How to deal with coloring datapoints in plots?
mkaze opened this issue · 3 comments
This is a place to discuss how to properly let the user assign color to the datapoints using the plot API. Currently, there are two different behaviors which are supported:
-
In our plot methods supported by matplotlib, the
color
argument is expected to take the same format as supported by matplotlib (documentation): -
In our plot methods supported by Altair, we expect the
color
argument to be a string referring to a "attribute" of embeddings in the embeddingset. The values of that attribute are not important, as they are automatically mapped to colors by Altair (also note that if the value of the attribute for an embedding is "red", this does not mean that its corresponding datapoint would be shown with red color).
So now the question is: how can we have a consistent approach in all plot methods regarding the color of datapoints? Should we use only one of the above behaviors or support both? To make it more concrete, let's provide some examples:
-
embset.the_plot_method(..., color="red")
, should we use:- the color red for all the datapoints?

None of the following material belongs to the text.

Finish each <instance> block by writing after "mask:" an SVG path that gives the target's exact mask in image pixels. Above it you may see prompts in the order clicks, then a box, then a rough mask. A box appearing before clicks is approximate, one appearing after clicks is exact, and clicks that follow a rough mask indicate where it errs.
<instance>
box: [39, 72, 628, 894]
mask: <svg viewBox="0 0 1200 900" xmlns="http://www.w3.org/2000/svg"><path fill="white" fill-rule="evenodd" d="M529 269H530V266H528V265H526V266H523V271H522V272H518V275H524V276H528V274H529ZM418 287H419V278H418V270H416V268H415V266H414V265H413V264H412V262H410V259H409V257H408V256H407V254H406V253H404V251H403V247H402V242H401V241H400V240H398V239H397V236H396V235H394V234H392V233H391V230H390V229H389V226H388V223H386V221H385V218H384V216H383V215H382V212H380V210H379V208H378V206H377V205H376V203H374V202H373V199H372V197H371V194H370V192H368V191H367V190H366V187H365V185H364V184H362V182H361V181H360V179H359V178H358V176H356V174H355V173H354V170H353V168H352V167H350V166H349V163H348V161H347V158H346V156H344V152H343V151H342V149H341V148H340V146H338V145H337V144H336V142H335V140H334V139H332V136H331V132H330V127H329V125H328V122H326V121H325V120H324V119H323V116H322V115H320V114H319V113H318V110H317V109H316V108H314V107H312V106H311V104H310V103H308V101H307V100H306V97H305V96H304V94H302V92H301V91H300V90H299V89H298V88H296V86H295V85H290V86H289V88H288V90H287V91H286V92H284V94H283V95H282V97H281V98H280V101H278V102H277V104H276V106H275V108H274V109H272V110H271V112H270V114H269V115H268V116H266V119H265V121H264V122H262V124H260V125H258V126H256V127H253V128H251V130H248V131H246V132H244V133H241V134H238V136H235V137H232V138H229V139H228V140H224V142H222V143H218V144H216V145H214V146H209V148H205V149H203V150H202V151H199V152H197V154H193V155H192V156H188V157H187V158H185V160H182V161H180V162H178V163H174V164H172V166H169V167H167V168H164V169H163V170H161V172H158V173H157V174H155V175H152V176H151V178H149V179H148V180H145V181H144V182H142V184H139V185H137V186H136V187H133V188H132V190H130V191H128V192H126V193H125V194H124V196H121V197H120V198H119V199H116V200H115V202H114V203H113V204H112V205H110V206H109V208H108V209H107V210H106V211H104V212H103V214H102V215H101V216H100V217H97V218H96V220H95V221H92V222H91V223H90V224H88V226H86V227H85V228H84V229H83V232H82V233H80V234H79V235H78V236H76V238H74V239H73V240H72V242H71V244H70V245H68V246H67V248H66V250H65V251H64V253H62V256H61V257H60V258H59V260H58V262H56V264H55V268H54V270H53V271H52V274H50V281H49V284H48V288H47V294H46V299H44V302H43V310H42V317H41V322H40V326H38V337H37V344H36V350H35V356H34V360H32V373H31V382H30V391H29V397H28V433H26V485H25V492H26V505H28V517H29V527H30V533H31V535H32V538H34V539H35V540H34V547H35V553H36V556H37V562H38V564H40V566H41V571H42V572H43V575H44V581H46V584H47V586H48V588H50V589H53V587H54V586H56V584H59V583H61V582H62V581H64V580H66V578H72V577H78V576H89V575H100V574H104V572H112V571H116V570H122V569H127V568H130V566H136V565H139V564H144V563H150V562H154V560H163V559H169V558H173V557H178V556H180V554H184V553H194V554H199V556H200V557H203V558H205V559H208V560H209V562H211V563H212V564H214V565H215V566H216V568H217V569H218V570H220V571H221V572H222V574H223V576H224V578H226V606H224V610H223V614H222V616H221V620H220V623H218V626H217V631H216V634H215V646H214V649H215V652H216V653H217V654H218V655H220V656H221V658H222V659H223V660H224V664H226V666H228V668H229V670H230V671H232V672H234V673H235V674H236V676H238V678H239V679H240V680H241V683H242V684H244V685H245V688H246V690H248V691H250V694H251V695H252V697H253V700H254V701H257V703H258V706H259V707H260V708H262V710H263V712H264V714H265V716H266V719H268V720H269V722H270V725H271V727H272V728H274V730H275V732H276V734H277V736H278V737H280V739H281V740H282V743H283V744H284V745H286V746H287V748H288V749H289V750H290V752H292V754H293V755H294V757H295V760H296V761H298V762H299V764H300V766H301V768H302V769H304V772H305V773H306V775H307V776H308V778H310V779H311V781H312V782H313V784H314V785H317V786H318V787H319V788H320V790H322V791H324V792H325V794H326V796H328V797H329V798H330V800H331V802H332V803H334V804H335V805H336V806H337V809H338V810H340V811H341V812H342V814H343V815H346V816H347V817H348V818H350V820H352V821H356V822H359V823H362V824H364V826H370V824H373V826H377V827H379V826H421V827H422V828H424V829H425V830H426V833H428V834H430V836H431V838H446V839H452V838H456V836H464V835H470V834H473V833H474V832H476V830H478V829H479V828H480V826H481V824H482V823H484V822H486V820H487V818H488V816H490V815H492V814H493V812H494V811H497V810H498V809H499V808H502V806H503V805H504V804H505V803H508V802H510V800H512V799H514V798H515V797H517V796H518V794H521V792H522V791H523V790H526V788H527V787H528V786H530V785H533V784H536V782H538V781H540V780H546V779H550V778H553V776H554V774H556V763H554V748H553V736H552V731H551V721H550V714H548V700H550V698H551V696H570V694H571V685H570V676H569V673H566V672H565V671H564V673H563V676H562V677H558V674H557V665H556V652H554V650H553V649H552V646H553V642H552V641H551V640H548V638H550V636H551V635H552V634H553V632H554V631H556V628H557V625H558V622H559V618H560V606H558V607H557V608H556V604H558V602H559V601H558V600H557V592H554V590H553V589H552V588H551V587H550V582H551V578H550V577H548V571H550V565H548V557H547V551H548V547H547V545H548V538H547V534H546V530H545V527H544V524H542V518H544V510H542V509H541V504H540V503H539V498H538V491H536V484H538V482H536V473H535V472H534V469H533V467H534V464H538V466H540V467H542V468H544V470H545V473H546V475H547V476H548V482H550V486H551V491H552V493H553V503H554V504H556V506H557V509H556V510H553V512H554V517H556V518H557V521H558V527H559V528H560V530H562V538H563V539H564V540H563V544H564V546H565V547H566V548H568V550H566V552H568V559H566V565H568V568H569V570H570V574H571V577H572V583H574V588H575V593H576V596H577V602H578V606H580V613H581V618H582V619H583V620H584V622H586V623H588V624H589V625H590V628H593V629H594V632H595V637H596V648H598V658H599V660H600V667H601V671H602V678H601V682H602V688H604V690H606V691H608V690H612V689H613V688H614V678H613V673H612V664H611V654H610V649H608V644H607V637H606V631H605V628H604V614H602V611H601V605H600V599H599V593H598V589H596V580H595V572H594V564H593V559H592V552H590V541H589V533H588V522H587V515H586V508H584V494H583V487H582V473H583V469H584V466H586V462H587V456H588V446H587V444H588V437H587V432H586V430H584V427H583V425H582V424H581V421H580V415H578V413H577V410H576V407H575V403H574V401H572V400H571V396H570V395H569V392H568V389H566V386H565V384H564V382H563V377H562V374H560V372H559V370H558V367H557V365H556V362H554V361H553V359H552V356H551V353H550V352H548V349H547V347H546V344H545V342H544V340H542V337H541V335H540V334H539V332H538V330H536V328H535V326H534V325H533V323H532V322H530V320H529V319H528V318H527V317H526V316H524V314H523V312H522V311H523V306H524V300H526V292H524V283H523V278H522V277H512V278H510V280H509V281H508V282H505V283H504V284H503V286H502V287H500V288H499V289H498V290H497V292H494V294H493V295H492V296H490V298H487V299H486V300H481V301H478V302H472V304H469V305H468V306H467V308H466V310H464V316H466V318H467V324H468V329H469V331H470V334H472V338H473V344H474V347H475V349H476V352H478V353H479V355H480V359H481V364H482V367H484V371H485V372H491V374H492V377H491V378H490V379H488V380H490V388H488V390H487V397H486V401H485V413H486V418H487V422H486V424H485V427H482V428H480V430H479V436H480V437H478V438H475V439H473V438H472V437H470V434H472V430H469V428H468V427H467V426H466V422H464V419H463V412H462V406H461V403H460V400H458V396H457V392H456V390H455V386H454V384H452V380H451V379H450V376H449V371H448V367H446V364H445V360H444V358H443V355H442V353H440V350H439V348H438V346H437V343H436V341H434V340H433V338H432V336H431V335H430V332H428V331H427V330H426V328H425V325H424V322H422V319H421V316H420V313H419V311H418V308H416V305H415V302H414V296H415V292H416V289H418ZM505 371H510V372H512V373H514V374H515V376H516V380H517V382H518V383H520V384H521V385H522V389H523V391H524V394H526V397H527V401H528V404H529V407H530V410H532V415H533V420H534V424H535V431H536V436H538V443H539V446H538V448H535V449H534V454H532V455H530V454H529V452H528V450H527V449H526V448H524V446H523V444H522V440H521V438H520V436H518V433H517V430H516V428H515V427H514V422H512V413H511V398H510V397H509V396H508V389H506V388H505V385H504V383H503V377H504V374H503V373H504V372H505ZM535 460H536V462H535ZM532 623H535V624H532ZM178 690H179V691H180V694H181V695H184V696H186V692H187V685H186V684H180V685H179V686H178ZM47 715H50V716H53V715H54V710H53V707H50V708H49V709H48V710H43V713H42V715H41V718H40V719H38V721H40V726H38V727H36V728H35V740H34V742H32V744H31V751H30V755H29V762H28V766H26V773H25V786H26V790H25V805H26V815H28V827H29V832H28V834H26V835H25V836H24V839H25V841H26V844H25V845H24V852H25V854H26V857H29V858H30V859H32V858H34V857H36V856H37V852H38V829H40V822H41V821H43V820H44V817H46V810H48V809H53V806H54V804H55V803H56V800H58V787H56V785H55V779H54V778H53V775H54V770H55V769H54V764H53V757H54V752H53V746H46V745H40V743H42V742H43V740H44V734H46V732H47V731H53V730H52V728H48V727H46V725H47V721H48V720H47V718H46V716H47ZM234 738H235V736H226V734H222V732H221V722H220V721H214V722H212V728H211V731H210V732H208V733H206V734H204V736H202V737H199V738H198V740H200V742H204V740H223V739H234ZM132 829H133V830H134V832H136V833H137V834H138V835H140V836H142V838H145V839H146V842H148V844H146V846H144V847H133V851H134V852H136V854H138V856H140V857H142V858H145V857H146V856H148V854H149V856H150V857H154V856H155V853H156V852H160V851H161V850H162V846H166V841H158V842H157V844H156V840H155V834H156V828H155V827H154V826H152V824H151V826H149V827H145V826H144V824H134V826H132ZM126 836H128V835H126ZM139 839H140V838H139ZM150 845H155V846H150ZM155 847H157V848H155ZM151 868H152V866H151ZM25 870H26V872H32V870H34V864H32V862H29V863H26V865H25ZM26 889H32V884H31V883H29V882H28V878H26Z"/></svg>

- the value of the "red" property of embeddings for all datapoints? In this case, should we interpret the attribute values as colors, or let the underlying library decide? (I don't think matplotlib understands non-color strings).
-
embset.the_plot_method(..., color="intent_class")
, should we use:- the color "intent_class" for all the datapoints? There is no such color!
- the value of the "intent_class" property of embeddings for all datapoints?
-
embset.the_plot_method(..., color=a_list_of_numbers_or_color_strings__one_for_each_embedding)
, should we allow this as well (like matplotlib)? -
Should the final approach we use be consistent/unified across all plot methods and different visualization backends? Or should we set different constraints for different backends/methods?
One more point which might be worth mentioning: matplotlib uses c
argument for the color; however, you can find the below note in the documentation as well:
If you wish to specify a single color for all points prefer the color keyword argument.
We can also keep this in mind for the approach we want to take, especially if we decide to support additional keyword arguments for plot methods as I suggested here in response to point 1.
@mkaze might it work if we use embset.plot_method(..., color="string")
with the following:
- If
color
is a property set on the embeddings in the embeddingset we'll use that. If the property is a float we'll leave the numeric value as is, if the property contains categories we'll do preprocessing such that matplotlib can handle it. - If
color
is not in the set we'll set the color based on a color list. We'll need to worry a bit here because thecolor="red"
from matplotlib might be different than Altair. - If a
color
is passed that is neither a known color or a property, we throw an error.
I'm closing issues because ever since the project moved to my personal account it's been more into maintenance mode than a "active work" mode.